Dagegen wandte sich der Entschädigungswerber mit der Behauptung, die „Berechnung“ der Bezirkshauptmannschaft sei richtig. Durch die in der Schongebietsverordnung normierten Bewirtschaftungsbeschränkungen seien ihm – hinsichtlich seiner im Schongebiet gelegenen Grundstücke – wirtschaftliche Nachteile entstanden. Dafür stehe ihm eine angemessene Entschädigung in der Höhe, wie sie im – aufgrund der rechtzeitigen Anrufung des Gerichts gemäß § 117 Abs 4 WRG außer Kraft getretenen – Bescheid der Bezirkshauptmannschaft zugesprochen worden sei, zu. Insbesondere durch die in der Verordnung vorgeschriebene „hundertprozentige“ Winterbegrünung und die damit zusammenhängende Verpflichtung zum ausschließlichen Anbau von Maissorten, die vor dem 10. Oktober abreifen, komme es zu Ertragsminderungen, weil vor dem 10. Oktober abreifende Maissorten weniger Ertrag abwerfen als später abreifende Sorten. Aus der Verpflichtung zu einer „hundertprozentigen“ Winterbegrünung ergebe sich auch ein Mehraufwand aufgrund höherer Maschinen- und Arbeitskosten im Vergleich zu einer „normalen“ (40 %igen) Winterbegrünung. Durch das Verbot der Ausbringung von Gärsubstraten aus Biogasanlagen sei Mineraldünger anzuschaffen, was ebenfalls Mehrkosten verursache; ebenso die erforderliche Lagerung der Gärsubstrate. Erlöseinbußen ergäben sich auch durch die in der Schongebietsverordnung normierten Obergrenzen für die Stickstoffdüngung bei Mais auf bestimmten Bodenarten. Ohne die in dieser Verordnung enthaltenen Beschränkungen wäre er im Rahmen einer ordnungsgemäßen land- und forstwirtschaftlichen Bodennutzung – also ohne wasserrechtliche Bewilligung, weil dadurch kein übermäßig hoher Nitratgehalt des Grundwasserkörpers bewirkt worden wäre – zur Ausübung der durch die Verordnung beschränkten Nutzungsrechte berechtigt gewesen. Da das Schongebiet zum Schutz der Wasserversorgungsanlage des Wasserverbandes bestimmt worden sei, habe ihn dieser (und nicht etwa der Bund oder [auch] andere Wasserberechtigte) für die dadurch bewirkten Nutzungsbeschränkungen zu entschädigen.

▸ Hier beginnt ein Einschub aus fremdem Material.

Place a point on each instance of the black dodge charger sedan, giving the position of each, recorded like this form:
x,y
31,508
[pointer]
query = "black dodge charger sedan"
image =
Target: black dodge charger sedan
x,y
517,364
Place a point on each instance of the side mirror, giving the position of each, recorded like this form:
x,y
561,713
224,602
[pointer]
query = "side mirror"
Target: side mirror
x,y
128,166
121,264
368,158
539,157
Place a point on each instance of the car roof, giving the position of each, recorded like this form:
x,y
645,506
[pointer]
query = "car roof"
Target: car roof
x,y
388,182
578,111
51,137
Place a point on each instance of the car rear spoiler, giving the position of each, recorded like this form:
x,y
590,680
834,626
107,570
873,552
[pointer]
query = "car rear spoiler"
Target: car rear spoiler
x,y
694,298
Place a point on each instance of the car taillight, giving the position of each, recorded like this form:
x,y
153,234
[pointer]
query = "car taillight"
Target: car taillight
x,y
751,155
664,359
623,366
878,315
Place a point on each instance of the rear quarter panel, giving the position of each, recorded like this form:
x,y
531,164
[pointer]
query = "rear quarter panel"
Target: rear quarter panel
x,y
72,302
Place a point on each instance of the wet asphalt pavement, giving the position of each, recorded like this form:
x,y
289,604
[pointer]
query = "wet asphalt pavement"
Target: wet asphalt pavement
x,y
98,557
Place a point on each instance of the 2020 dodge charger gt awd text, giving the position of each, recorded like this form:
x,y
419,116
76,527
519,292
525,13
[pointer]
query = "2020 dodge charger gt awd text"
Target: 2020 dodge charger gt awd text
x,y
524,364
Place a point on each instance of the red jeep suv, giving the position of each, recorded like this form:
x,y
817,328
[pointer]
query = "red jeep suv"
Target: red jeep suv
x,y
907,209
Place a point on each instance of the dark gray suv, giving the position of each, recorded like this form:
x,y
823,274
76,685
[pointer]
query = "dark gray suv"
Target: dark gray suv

Der Wasserverband entgegnete, für durch eine Schongebietsverordnung angeordnete Nutzungsbeschränkungen stehe generell kein Entschädigungsanspruch zu. Jedenfalls sei er nicht alleine entschädigungspflichtig, weil auch anderen Wasserberechtigten im Schongebiet die Vorteile der Verordnung (Schutz des Grundwassers) zugute kämen. Eine Entschädigung würde allenfalls auch nur insoweit in Betracht kommen, als dem Entschädigungswerber tatsächlich zustehende Rechte beeinträchtigt worden wären. Dies sei aber nicht der Fall gewesen, weil der Landwirt auch ohne die in der Schutzgebietsverordnung enthaltenen Beschränkungen nicht zur Ausübung der davon betroffenen Nutzungen berechtigt gewesen wäre, zumal diese die Grundwasserqualität mehr als bloß geringfügig beeinträchtigt hätten und daher über den...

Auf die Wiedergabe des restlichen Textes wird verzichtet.